MAATREGELVERORDENING 2018

Hoofdstuk 1. Algemene bepalingen

Artikel 1. Begrippen

Artikel 2. Het opleggen of afzien van een maatregel

  • 1.

    Als een belanghebbende naar het oordeel van het college niet of onvoldoende heeft voldaan aan uit de wet voortvloeiende verplichtingen dan wel wanneer de belanghebbende tekortschietend besef betoont voor de voorziening in het bestaan als bedoeld in artikel 18, tweede lid van de Participatiewet, wordt overeenkomstig deze verordening een maatregel opgelegd.

  • 2.

    Een maatregel wordt afgestemd op de omstandigheden, de mogelijkheden van de belanghebbende om middelen te verwerven en gelet op diens bijzondere omstandigheden en als dringende redenen daartoe noodzaken. Afstemming kan leiden tot verlaging van hoogte en/of duur van de periode van de maatregel of tot afzien van de maatregel.
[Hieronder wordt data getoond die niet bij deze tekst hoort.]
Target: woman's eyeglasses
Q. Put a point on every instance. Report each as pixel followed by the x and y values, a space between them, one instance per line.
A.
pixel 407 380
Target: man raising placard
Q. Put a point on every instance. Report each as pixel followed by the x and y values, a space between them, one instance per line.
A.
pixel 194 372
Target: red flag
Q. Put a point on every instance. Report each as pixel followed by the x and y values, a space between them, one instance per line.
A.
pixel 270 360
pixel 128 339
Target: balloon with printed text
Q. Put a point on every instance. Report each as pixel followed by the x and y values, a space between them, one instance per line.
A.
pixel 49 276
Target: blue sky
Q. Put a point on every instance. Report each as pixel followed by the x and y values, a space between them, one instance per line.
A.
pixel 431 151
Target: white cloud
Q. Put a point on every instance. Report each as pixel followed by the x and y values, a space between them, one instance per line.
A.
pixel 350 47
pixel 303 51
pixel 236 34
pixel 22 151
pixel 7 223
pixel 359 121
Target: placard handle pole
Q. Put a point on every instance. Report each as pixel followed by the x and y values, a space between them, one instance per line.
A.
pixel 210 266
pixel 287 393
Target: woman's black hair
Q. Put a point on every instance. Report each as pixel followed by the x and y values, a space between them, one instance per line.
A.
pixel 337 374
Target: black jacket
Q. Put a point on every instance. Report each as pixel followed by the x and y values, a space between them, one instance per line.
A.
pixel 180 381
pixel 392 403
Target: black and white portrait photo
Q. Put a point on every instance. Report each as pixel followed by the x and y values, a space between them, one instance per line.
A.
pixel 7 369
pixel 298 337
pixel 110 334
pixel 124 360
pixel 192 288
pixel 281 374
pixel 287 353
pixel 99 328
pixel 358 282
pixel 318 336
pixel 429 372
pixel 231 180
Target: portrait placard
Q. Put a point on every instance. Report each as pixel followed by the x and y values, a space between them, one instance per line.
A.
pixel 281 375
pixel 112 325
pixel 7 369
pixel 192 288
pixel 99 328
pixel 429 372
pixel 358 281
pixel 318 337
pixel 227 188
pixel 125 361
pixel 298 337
Artikel 3. Het besluit tot opleggen van een maatregel

In het besluit tot het opleggen van een maatregel wordt in ieder geval vermeld:

  • a.

    de reden van de maatregel;

  • b.

    de duur van de maatregel;

  • c.

    het bedrag en percentage waarmee de uitkering wordt verlaagd, en

  • d.

    indien van toepassing, de reden om af te wijken van de (standaard)maatregel.

  • e.

    indien van toepassing, de wijze waarop belanghebbende een verzoek kan indienen om de maatregel te herzien.
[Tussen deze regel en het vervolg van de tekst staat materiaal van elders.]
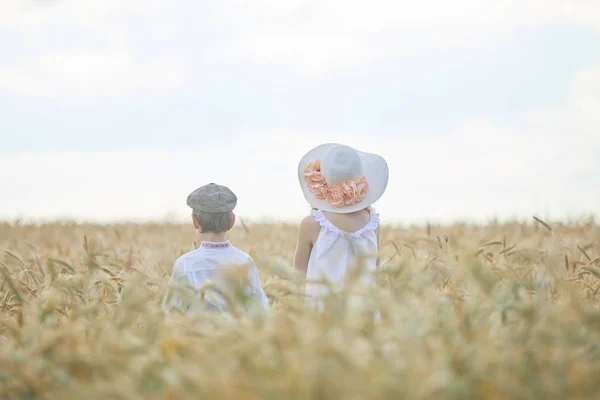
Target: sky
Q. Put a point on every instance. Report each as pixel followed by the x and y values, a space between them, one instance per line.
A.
pixel 113 110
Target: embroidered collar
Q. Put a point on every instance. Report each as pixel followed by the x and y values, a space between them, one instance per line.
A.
pixel 216 245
Artikel 4. Ingangsdatum en berekeningsgrondslag

  • 1.

    De maatregel wordt berekend over de bijstandsnorm.

  • 2.

    De maatregel wordt opgelegd vanaf de eerste dag van de maand waarin het besluit tot het opleggen van de maatregel is bekendgemaakt. Wanneer dit niet meer kan, wordt de maatregel vanaf de eerste dag van de volgende maand opgelegd. Daarbij wordt uitgegaan van de voor die maand geldende bijstandsnorm.

  • 3.

    Wanneer niet aan het tweede lid kan worden voldaan, dan wordt de maatregel opgelegd zodra de belanghebbende alsnog binnen twaalf maanden een beroep doet op uitkering of de uitbetaling daarvan.

  • 4.

    Het bedrag van de maatregel wordt evenredig verrekend over de maand van oplegging van de maatregel en de twee daarop volgende maanden.
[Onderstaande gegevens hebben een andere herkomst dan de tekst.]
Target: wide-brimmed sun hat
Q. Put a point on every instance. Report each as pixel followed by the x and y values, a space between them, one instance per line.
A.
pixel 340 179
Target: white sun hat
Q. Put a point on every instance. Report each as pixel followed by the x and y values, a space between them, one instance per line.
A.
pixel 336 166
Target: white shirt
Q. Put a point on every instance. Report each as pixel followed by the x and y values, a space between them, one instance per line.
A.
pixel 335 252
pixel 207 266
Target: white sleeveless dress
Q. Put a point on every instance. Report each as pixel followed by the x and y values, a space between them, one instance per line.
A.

Artikel 5. Herzieningsverzoek

  • 1.

    Indien een maatregel is opgelegd vanwege een schending van de arbeidsverplichtingen of de schending van artikel 55 van de Participatiewet of de belanghebbende zich zeer ernstig misdraagt tegenover personen en instanties die zijn belast met de uitvoering van de wet, als bedoeld in artikel 9, zesde lid van de Participatiewet en artikel 37, eerste lid, onderdeel g van de IOAW en de IOAZ, dan kan de belanghebbende gedurende de looptijd van de maatregel een herzieningsverzoek indienen.

  • 2.

    Indien bij het herzieningsverzoek uit de houding en het gedrag van belanghebbende ondubbelzinnig blijkt dat deze de geschonden verplichtingen weer nakomt, dan wordt de maatregel herzien, met dien verstande dat uitsluitend het nog niet verrekende deel van de maatregel wordt ingetrokken, waarbij in ieder geval de eerste maand van verrekening als bedoeld in artikel 4 vierde lid van deze verordening wordt uitgevoerd.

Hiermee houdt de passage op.